ToAD’s official schedule is set to be announced by May 1, said Koch. Organizers confirmed their 2021 plans in an email announcement Wednesday urging racers, host communities and sponsors to do their part to keep COVID-19 cases down.
All ToAD events will require the usual safety measures, like mask wearing and physical distancing. Organizers plan to install signage and adjust course set-ups to encourage people to spread out.
“One of the biggest things we’re doing is stretching our sound system around the course a little further, so that people who choose to be further away from the stage area, where there tends to be larger groups, can still hear what’s happening with the race,” said Koch.
In addition, spectators will be encouraged to walk the course instead of standing in groups. Barriers will be installed every six feet near the start-finish line to prevent crowding.

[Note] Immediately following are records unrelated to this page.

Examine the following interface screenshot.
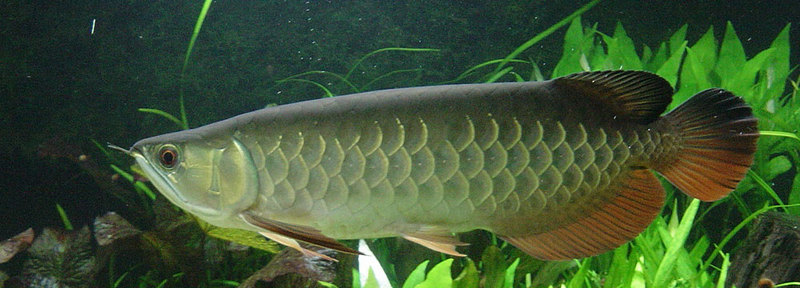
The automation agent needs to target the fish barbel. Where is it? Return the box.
[123,71,759,259]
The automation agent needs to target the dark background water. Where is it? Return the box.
[0,0,800,239]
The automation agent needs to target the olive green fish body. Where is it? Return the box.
[132,71,757,259]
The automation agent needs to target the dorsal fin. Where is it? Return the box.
[553,71,672,124]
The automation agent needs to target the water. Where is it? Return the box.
[0,0,800,286]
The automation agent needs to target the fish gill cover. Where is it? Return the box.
[0,1,800,287]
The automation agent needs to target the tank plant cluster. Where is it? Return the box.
[0,1,800,288]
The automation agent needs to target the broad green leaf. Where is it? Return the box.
[669,24,689,54]
[552,17,594,78]
[415,258,453,288]
[673,48,713,104]
[764,155,792,181]
[722,48,776,99]
[603,22,642,70]
[642,42,668,72]
[364,267,383,288]
[564,16,583,55]
[481,246,506,288]
[714,21,747,86]
[788,173,800,215]
[603,244,640,287]
[403,260,430,288]
[653,199,700,287]
[503,258,519,288]
[454,258,481,288]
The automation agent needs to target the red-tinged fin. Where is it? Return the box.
[553,71,672,124]
[403,229,469,257]
[239,212,361,258]
[500,169,664,260]
[653,89,759,201]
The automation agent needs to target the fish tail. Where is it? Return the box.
[653,88,759,201]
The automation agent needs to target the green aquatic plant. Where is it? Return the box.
[276,47,439,97]
[123,0,800,288]
[326,17,800,287]
[139,0,213,130]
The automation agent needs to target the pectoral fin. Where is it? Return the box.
[403,225,469,257]
[239,212,360,261]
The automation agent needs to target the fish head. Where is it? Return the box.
[128,130,259,227]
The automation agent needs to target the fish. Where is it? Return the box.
[119,71,759,260]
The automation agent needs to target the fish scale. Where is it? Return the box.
[241,110,655,238]
[128,71,758,259]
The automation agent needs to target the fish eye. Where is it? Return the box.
[158,146,178,168]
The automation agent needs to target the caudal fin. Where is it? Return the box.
[653,88,759,201]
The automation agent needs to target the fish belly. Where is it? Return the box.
[239,112,660,239]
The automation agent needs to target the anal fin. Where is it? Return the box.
[239,212,360,261]
[402,228,469,257]
[500,169,664,260]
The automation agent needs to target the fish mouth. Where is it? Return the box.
[128,148,221,217]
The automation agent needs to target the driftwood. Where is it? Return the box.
[727,212,800,288]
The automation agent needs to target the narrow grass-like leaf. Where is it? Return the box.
[275,70,361,93]
[360,68,423,91]
[700,203,800,270]
[138,108,184,128]
[181,0,212,74]
[764,23,792,99]
[277,78,335,97]
[402,260,430,288]
[714,21,747,86]
[567,258,592,288]
[450,59,531,84]
[789,173,800,215]
[344,47,440,79]
[484,67,514,83]
[758,130,800,142]
[56,203,72,231]
[669,24,689,54]
[653,199,700,287]
[656,41,686,88]
[454,258,481,288]
[717,252,731,288]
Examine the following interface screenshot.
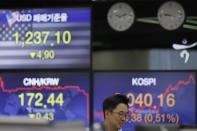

Pre-COVID, ToAD estimates the series generates more than $2 million in annual economic impact to Wisconsin. Koch said the impact may be less this year due to varying levels of comfortability with public events, but it all depends on case and vaccination trends over the next couple months.
As for rider participation, organizers have high expectations. The series usually draws competitors from 40 states and more than 12 countries, with an average of nearly 500 racing daily. That number is expected to remain or potentially increase, said Koch.
“People want to have events, people want to have bike races,” he said. “Everybody is just so anxious for things to return to some sense of normalcy.”
Riders will travel to Wisconsin from just as many states this year. H.owever, pandemic restrictions in some countries may prevent international cyclists from making the trip.
As excited as racers are to get back on the course, Koch said, public health and safety is the priority.
“The riders have to understand this is a party, it’s a public gathering for the community,” he said. “If the community wants to put it on, we have to be good stewards.”